Der Arzt hat Bilder von meiner Lunge gemacht. Die sind voller Schneeflocken.
Als ich das Sprechzimmer verließ, waren die Leute im Wartezimmer froh, dass sie nicht ich waren. Gewisse Dinge lassen sich im Gesicht ablesen.
Ich wusste, dass irgendetwas nicht stimmte, denn zwei Tage zuvor hatte ich einen Typen eine Treppe hinauf in den zweiten Stock verfolgt und keine Luft mehr bekommen. Es war, als hätte mir jemand eine Hantel auf die Brust gepackt. Die zwei Wochen davor hatte ich ziemlich heftig gebechert, aber ich ahnte, dass mehr dahintersteckte. Der plötzliche Schmerz machte mich so wütend, dass ich dem Typen die Hand brach. Außerdem spuckte er Zähne. Er beklagte sich später bei Stan über meine maßlose Gewalt.  

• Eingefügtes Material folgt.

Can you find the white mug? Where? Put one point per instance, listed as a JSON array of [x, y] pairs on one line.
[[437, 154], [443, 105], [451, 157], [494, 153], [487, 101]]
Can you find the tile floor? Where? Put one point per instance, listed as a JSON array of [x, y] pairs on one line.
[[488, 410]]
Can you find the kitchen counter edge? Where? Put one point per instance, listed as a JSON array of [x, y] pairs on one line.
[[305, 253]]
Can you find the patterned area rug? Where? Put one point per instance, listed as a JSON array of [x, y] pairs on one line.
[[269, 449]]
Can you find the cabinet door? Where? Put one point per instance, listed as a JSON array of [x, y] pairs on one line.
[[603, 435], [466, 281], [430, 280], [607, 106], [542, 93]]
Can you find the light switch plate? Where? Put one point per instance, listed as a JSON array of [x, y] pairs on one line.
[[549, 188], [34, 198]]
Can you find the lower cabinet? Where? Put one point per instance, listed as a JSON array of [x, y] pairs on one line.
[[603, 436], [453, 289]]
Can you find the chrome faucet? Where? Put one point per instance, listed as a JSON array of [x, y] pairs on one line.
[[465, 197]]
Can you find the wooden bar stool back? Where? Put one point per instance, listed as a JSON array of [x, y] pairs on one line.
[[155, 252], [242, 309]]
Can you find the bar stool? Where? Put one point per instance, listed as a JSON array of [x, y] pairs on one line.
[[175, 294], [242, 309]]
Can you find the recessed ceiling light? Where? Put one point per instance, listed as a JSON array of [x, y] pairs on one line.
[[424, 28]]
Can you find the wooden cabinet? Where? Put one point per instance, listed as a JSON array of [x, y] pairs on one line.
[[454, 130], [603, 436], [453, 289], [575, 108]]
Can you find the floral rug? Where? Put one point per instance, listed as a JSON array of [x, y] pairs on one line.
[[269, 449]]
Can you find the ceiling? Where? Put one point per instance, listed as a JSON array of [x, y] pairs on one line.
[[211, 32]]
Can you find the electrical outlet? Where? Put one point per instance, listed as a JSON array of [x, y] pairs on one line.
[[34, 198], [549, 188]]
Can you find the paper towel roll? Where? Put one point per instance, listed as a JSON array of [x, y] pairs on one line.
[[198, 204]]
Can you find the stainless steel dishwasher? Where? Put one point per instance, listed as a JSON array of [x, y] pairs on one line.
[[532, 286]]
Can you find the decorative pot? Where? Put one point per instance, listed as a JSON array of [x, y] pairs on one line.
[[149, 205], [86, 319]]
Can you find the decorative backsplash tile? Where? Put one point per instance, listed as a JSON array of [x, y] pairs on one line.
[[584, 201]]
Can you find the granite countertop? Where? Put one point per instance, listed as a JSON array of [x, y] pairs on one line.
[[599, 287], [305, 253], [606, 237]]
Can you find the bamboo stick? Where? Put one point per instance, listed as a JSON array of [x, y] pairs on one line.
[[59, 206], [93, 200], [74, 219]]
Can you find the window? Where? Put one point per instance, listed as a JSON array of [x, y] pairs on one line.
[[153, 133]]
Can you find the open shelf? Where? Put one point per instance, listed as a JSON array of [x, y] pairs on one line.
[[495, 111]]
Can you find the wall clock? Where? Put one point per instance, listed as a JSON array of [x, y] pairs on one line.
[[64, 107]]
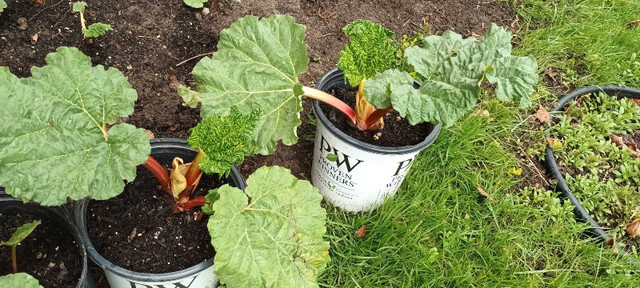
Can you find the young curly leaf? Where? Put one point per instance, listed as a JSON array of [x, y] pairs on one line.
[[455, 70], [224, 140], [272, 236], [54, 141], [21, 233], [22, 280], [96, 30], [370, 51], [78, 7], [256, 67], [195, 3]]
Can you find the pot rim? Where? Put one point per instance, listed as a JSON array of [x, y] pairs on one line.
[[333, 75], [80, 217], [550, 160]]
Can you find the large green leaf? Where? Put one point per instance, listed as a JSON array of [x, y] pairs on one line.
[[255, 68], [272, 236], [21, 233], [54, 136], [455, 71], [22, 280]]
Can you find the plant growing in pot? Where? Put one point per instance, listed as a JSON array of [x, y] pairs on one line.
[[257, 67]]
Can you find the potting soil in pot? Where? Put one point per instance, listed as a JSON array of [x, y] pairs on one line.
[[138, 230], [49, 253], [396, 132]]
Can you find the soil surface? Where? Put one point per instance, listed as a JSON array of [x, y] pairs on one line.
[[139, 231], [49, 253], [151, 38], [396, 132]]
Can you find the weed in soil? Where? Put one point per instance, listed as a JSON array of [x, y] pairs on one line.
[[602, 175], [50, 254]]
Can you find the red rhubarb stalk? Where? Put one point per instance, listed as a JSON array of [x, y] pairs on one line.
[[157, 170]]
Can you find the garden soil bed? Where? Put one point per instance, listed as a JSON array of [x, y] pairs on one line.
[[151, 37], [50, 253], [396, 132], [139, 231]]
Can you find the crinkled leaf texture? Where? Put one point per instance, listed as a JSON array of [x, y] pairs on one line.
[[273, 235], [21, 233], [96, 30], [224, 140], [22, 280], [455, 70], [195, 3], [370, 50], [53, 140], [256, 67]]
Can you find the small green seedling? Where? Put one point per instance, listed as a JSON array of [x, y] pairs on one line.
[[195, 3], [21, 233], [22, 280], [94, 30]]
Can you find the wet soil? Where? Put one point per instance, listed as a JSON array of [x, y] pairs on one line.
[[397, 131], [151, 38], [49, 253], [139, 231]]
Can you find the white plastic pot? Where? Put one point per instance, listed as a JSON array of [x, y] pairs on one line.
[[364, 175]]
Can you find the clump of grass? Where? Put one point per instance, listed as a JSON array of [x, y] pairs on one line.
[[439, 232], [589, 42], [604, 177]]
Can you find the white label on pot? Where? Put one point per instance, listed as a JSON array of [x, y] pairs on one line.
[[203, 279], [352, 178]]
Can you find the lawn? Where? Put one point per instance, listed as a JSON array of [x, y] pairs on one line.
[[440, 231]]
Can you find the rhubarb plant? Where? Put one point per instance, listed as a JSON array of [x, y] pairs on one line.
[[58, 133], [22, 280], [18, 236], [94, 30], [221, 142], [272, 236], [258, 63]]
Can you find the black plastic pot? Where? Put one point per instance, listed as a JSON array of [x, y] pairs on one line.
[[550, 158], [375, 172], [164, 149], [58, 215]]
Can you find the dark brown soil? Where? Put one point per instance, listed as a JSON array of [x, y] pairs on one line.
[[138, 230], [151, 37], [396, 132], [50, 254]]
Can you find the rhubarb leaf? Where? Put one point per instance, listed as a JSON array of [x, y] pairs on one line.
[[195, 3], [273, 235], [370, 51], [256, 67], [54, 141], [455, 71], [22, 280], [21, 233]]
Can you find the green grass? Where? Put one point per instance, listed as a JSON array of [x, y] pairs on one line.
[[439, 232], [588, 42]]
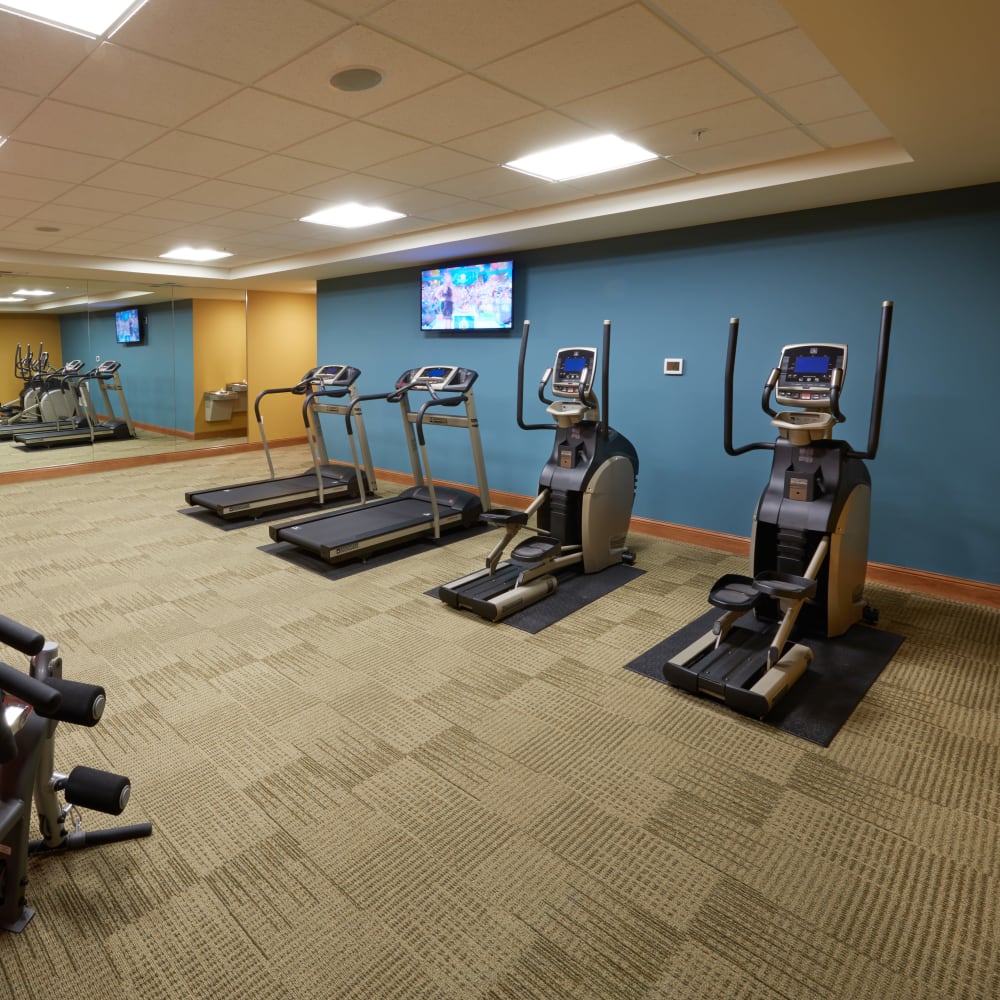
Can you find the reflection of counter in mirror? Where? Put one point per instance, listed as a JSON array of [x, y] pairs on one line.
[[182, 346]]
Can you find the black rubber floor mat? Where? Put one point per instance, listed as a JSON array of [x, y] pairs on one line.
[[842, 671]]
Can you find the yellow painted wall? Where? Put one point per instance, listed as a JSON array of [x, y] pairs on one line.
[[23, 329], [281, 348], [220, 357]]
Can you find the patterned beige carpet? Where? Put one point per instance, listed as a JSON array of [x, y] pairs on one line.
[[358, 792]]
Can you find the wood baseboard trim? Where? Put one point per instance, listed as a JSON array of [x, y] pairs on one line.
[[937, 585]]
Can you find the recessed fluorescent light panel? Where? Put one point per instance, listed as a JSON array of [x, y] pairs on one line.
[[90, 17], [352, 216], [582, 159], [196, 255]]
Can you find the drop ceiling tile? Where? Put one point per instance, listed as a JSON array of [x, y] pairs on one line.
[[30, 240], [350, 8], [354, 187], [355, 145], [723, 24], [457, 107], [406, 70], [14, 107], [427, 166], [139, 179], [695, 87], [178, 211], [485, 184], [290, 206], [40, 161], [443, 27], [118, 81], [626, 45], [37, 189], [28, 227], [716, 127], [225, 194], [540, 197], [779, 62], [281, 173], [850, 130], [114, 234], [245, 222], [238, 39], [34, 57], [264, 121], [85, 131], [460, 211], [86, 245], [194, 154], [819, 101], [748, 152], [420, 201], [511, 140], [206, 233], [17, 207], [641, 175], [70, 215], [101, 199], [143, 224]]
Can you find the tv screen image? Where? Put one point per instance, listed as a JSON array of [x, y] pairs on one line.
[[127, 327], [467, 297]]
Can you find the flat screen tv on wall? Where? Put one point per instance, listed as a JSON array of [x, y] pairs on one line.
[[129, 326], [467, 297]]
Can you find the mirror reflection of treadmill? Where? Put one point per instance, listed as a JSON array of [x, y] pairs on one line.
[[93, 428], [328, 389], [423, 511]]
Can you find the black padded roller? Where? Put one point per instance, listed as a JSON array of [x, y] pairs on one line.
[[82, 704], [20, 637], [99, 790], [41, 696]]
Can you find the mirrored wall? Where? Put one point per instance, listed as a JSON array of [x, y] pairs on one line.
[[116, 369]]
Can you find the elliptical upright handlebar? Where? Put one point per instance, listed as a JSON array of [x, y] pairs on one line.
[[878, 392]]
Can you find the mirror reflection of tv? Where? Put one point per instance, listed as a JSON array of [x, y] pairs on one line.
[[128, 326], [462, 297]]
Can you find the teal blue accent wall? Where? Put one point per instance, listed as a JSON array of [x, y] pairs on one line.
[[817, 275], [157, 375]]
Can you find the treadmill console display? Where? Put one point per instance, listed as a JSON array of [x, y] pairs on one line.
[[806, 374], [435, 378], [329, 376], [574, 371]]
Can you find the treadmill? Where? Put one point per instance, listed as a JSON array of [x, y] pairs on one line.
[[50, 415], [92, 428], [423, 511], [329, 389]]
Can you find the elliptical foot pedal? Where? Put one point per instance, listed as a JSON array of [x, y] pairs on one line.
[[797, 588], [733, 592], [535, 550]]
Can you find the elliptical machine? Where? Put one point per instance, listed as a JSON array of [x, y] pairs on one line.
[[585, 494], [809, 547], [33, 704]]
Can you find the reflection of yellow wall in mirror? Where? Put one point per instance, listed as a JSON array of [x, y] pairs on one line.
[[26, 330], [220, 357], [281, 348]]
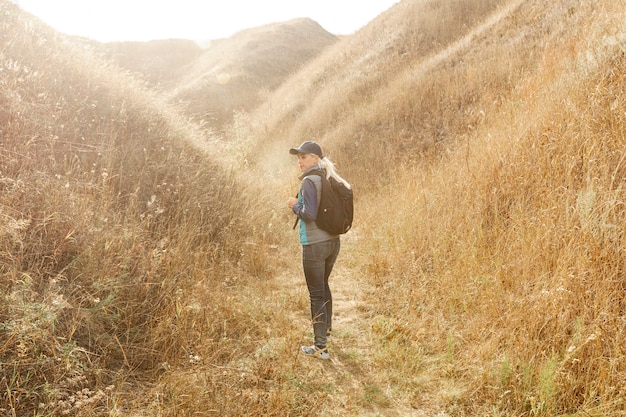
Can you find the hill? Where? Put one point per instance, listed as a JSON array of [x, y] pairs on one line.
[[237, 73], [149, 268], [160, 62]]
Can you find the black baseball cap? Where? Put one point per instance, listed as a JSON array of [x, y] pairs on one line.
[[307, 147]]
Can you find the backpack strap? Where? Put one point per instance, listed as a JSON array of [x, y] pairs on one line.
[[319, 172]]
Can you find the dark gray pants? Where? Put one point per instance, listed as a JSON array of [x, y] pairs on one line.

Aber deshalb wurde ich ja angeheuert. Immer schon. Weil ich maßlos bin.
Ich erzählte Stan von den Schmerzen in der Brust, und er schickte mich zu einem Arzt, der ihm vierzig Riesen schuldete.
Auf der Straße vor der Praxis holte ich meine Zigaretten aus der Jacke und wollte das Päckchen zerquetschen, beschloss dann aber, dass dies nicht der Augenblick war, um aufzuhören. Ich zündete mir direkt eine an, aber sie schmeckte beschissen, und der Rauch ließ mich an Baumwollfasern denken, die durch meine Brust waberten. Busse und Autos glitten vorüber, Chrom und Scheiben reflektierten das Licht. Hinter meiner Sonnenbrille schien es, als wäre ich am Grund des Meeres angelangt, und die Fahrzeuge waren die Fische. Ich stellte mir einen kühleren, düstereren Ort vor, und die Fische verwandelten sich in Schatten.

Die Hupe eines vorbeifahrenden Wagens schreckte mich auf. Ich trat auf die Straße und winkte ein Taxi heran.
Ich dachte an Loraine, die junge Frau, mit der ich früher mal zusammen gewesen war, und daran, dass ich mich einmal am Strand von Galveston eine ganze Nacht lang mit ihr unterhalten habe. Von dort, wo wir gesessen hatten, hatte man den dichten weißen Rauch der Ölraffinerien sehen können, der sich in der Ferne nach oben geschraubt hatte wie eine Straße, die in die Sonne führt. Das musste jetzt zehn, elf Jahre her sein. Sie war schon immer zu jung für mich gewesen.
Nicht nur wegen der Röntgenaufnahmen war ich stinksauer, Carmen, die Frau, die ich als meine Freundin betrachtete, hatte angefangen, mit meinem Boss Stan Ptitko zu schlafen. Jetzt war ich unterwegs, um ihn in seiner Bar zu treffen. Ziemlich sinnlos war das, aber du hörst nicht einfach auf, der zu sein, der du bist, nur weil in deiner Brust ein Wirbelsturm aus Seifenflocken tobt.
Ich hatte wohl keine Chance, da lebend rauszukommen, aber genau wissen, wann, wollte ich auch nicht. Ich würde einen Teufel tun, Stan und Angelo davon zu erzählen. Ich wollte nicht, dass sie, wenn ich nicht da war, in der Bar abhingen und Witze über mich machten.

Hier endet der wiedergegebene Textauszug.